Salty Study

Check out this paper in the American Chemical Society’s ACS Nano journal, resulting from Fabio Marcuccio’s current virtual secondment with The Edwards Lab at the University of Arkansas. It’s a fascinating insight into the better salts for enhancing signal outputs in nanopores.

Nanopore systems have emerged as a leading platform for the analysis of biomolecular complexes with single-molecule resolution. The conformation of biomolecules, such as RNA, is highly dependent on the electrolyte composition, but solid-state nanopore systems often require high salt concentration to operate, precluding analysis of macromolecular conformations under physiologically relevant conditions. Here, Fabio reports the implementation of a polymer–electrolyte solid-state nanopore system based on alkali metal halide salts dissolved in 50% w/v poly(ethylene) glycol (PEG) to augment the performance of our system. He and his co-authors show that polymer–electrolyte bath governs the translocation dynamics of the analyte which correlates with the physical properties of the salt used in the bath.
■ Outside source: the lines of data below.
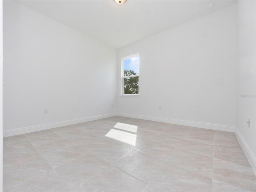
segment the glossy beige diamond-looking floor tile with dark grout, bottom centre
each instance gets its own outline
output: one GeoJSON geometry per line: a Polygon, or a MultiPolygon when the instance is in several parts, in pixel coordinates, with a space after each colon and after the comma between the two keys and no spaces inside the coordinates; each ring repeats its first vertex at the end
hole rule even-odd
{"type": "Polygon", "coordinates": [[[114,166],[135,178],[148,183],[162,164],[163,162],[160,160],[156,160],[155,158],[141,152],[134,151],[115,163],[114,166]]]}

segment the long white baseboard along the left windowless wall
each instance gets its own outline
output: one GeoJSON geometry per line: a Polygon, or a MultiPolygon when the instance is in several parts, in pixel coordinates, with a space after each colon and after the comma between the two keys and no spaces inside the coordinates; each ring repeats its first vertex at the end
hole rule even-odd
{"type": "Polygon", "coordinates": [[[116,116],[116,113],[110,113],[110,114],[91,116],[91,117],[85,117],[85,118],[80,118],[80,119],[67,120],[67,121],[62,121],[62,122],[55,122],[55,123],[49,123],[49,124],[43,124],[43,125],[36,125],[36,126],[6,130],[6,131],[3,131],[3,137],[9,137],[9,136],[14,136],[14,135],[19,135],[19,134],[25,134],[25,133],[35,132],[35,131],[56,128],[56,127],[62,127],[62,126],[66,126],[66,125],[78,124],[78,123],[83,123],[83,122],[88,122],[88,121],[93,121],[93,120],[98,120],[98,119],[103,119],[103,118],[108,118],[108,117],[113,117],[113,116],[116,116]]]}

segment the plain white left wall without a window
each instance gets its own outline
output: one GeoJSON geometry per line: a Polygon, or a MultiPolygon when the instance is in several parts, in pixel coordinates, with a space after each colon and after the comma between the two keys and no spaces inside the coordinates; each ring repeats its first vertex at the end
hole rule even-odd
{"type": "Polygon", "coordinates": [[[5,132],[115,112],[114,48],[15,2],[3,11],[5,132]]]}

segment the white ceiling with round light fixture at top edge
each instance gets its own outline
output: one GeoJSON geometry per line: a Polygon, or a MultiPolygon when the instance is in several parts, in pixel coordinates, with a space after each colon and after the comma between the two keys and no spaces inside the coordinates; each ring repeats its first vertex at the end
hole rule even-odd
{"type": "Polygon", "coordinates": [[[204,16],[232,0],[18,0],[48,18],[87,34],[114,48],[204,16]],[[212,9],[207,6],[214,3],[212,9]]]}

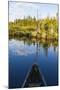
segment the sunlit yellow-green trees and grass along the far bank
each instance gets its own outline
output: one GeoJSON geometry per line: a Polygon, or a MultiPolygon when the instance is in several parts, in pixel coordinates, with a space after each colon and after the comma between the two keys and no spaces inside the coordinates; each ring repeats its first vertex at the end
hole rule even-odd
{"type": "Polygon", "coordinates": [[[58,40],[57,17],[46,17],[37,20],[35,17],[28,16],[9,22],[8,28],[9,36],[58,40]]]}

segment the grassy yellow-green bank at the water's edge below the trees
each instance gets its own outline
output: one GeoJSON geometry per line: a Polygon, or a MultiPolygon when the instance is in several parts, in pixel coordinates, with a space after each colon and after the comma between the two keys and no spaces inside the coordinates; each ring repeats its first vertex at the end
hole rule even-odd
{"type": "MultiPolygon", "coordinates": [[[[31,29],[31,28],[30,28],[31,29]]],[[[9,36],[19,36],[19,37],[27,37],[27,38],[42,38],[42,39],[58,39],[58,33],[54,32],[46,32],[45,30],[41,30],[39,32],[29,31],[29,30],[15,30],[9,32],[9,36]]]]}

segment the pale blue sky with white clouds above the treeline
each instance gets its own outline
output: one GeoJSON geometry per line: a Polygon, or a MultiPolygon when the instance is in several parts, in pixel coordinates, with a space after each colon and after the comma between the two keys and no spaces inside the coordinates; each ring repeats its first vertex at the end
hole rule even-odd
{"type": "Polygon", "coordinates": [[[45,18],[47,16],[56,16],[58,12],[58,5],[54,4],[37,4],[37,3],[22,3],[22,2],[9,2],[9,21],[24,18],[27,16],[37,18],[45,18]]]}

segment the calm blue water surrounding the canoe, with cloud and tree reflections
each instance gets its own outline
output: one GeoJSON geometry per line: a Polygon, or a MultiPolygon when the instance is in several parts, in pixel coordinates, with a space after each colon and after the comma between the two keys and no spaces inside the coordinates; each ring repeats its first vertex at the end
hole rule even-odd
{"type": "Polygon", "coordinates": [[[9,88],[20,88],[27,72],[38,64],[47,86],[58,85],[58,45],[38,40],[9,40],[9,88]]]}

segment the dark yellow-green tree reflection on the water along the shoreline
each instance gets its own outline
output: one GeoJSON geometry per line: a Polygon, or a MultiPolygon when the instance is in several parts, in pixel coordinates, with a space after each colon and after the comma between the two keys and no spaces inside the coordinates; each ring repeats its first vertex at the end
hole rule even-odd
{"type": "Polygon", "coordinates": [[[26,38],[26,37],[19,37],[19,36],[17,36],[17,37],[16,36],[14,36],[14,37],[10,36],[9,40],[10,39],[16,39],[19,41],[24,41],[24,44],[28,44],[28,45],[31,45],[31,44],[36,45],[37,41],[38,41],[39,47],[42,46],[44,48],[50,47],[51,44],[53,46],[58,46],[58,40],[53,41],[53,40],[46,40],[46,39],[39,39],[39,38],[38,39],[37,38],[26,38]]]}

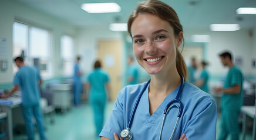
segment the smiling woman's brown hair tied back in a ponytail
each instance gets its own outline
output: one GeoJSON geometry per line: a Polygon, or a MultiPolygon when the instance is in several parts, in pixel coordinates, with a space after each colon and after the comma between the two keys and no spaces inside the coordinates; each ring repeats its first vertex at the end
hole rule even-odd
{"type": "MultiPolygon", "coordinates": [[[[131,27],[134,19],[139,16],[140,13],[149,13],[152,15],[156,15],[163,20],[166,20],[170,23],[171,27],[173,27],[174,35],[176,37],[180,36],[180,31],[183,31],[183,27],[180,24],[180,20],[178,19],[178,15],[171,6],[167,5],[164,2],[157,1],[157,0],[149,0],[140,2],[139,6],[133,11],[130,15],[127,26],[128,32],[130,36],[132,36],[131,27]]],[[[183,38],[183,47],[184,47],[184,38],[183,38]]],[[[181,50],[182,51],[182,50],[181,50]]],[[[180,51],[177,50],[177,57],[176,57],[176,68],[178,74],[183,75],[184,80],[186,81],[187,77],[187,67],[186,63],[184,62],[184,58],[181,55],[180,51]]]]}

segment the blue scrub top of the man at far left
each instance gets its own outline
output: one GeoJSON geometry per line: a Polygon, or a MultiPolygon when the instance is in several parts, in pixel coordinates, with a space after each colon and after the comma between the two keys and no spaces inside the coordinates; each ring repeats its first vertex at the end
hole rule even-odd
{"type": "Polygon", "coordinates": [[[38,69],[34,67],[23,66],[14,77],[14,85],[21,88],[21,99],[23,106],[33,106],[39,103],[40,90],[39,80],[41,76],[38,69]]]}

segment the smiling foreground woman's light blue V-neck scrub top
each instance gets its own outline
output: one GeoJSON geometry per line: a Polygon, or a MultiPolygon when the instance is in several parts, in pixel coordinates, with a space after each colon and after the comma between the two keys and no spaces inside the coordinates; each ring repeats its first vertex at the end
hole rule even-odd
{"type": "MultiPolygon", "coordinates": [[[[127,128],[135,101],[145,85],[146,83],[129,85],[119,92],[112,113],[103,127],[100,136],[114,139],[113,132],[120,136],[120,132],[127,128]]],[[[179,89],[178,87],[171,92],[157,110],[150,115],[148,88],[147,86],[139,101],[133,124],[130,128],[130,131],[133,133],[133,139],[159,139],[164,108],[169,101],[176,97],[179,89]]],[[[191,83],[184,82],[180,100],[183,103],[184,109],[173,139],[179,139],[182,134],[186,134],[186,138],[190,140],[215,140],[217,107],[213,97],[191,83]]],[[[170,138],[177,120],[177,114],[178,109],[171,108],[166,115],[161,139],[170,138]]]]}

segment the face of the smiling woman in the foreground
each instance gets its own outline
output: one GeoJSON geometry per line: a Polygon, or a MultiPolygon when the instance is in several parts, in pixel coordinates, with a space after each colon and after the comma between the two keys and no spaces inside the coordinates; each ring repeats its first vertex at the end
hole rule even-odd
{"type": "Polygon", "coordinates": [[[142,13],[132,23],[133,53],[149,74],[176,69],[176,49],[183,33],[174,36],[173,27],[160,17],[142,13]]]}

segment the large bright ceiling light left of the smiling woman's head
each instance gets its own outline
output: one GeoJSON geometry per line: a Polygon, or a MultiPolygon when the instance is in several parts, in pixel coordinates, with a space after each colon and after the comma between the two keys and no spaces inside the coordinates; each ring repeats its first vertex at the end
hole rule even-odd
{"type": "Polygon", "coordinates": [[[121,7],[114,2],[110,3],[83,3],[81,8],[88,13],[114,13],[120,12],[121,7]]]}

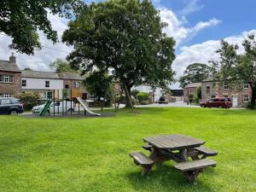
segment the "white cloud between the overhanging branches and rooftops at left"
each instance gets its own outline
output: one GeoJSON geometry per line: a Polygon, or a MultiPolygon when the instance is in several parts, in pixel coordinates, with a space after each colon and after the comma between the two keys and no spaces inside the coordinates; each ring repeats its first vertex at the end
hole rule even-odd
{"type": "MultiPolygon", "coordinates": [[[[43,47],[43,49],[35,51],[34,55],[15,53],[15,56],[17,57],[16,61],[20,69],[30,67],[33,70],[49,71],[50,62],[55,61],[57,58],[65,59],[68,53],[73,49],[72,47],[67,47],[65,44],[61,43],[61,35],[67,28],[67,20],[57,15],[48,15],[48,17],[53,28],[58,32],[59,43],[53,44],[44,36],[43,32],[39,32],[41,44],[52,49],[43,47]],[[63,52],[56,51],[54,49],[61,50],[63,52]]],[[[15,52],[15,50],[10,50],[8,47],[9,44],[11,44],[11,38],[0,35],[0,42],[0,59],[9,60],[10,53],[15,52]]]]}

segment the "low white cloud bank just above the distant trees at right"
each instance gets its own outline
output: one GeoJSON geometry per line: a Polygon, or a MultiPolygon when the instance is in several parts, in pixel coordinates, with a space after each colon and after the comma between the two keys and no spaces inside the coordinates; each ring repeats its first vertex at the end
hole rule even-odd
{"type": "MultiPolygon", "coordinates": [[[[242,32],[240,35],[224,38],[224,40],[228,41],[230,44],[238,44],[240,46],[238,53],[241,54],[244,51],[244,49],[242,49],[241,43],[248,34],[252,33],[256,35],[256,30],[242,32]]],[[[182,76],[185,68],[191,63],[201,62],[208,64],[208,61],[218,61],[219,55],[215,53],[215,51],[219,48],[220,40],[209,40],[202,44],[183,46],[180,49],[181,53],[177,55],[177,58],[172,65],[173,70],[177,72],[176,78],[182,76]]],[[[177,89],[178,84],[173,84],[172,88],[177,89]]]]}

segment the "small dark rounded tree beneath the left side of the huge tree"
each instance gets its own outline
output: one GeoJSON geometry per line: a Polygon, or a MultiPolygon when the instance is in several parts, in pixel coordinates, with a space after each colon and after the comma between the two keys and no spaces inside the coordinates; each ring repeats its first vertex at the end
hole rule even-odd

This allowed them to identify CsBr as the optimal salt to complement PEG to generate the largest signal enhancement. Harnessing the effects of the polymer–electrolyte, they probed the conformations of the Chikungunya virus (CHIKV) RNA genome fragments under physiologically relevant conditions. Their system was able to fingerprint CHIKV RNA fragments ranging from ∼300 to ∼2000 nt length and subsequently distinguish conformations between the co-transcriptionally folded and the natively refolded ∼2000 nt CHIKV RNA.

Fabio expects that the polymer–electrolyte solid-state nanopore system will further enable structural and conformational analyses of individual biomolecules under physiologically relevant conditions.

A great development from your ongoing virtual secondment, Fabio!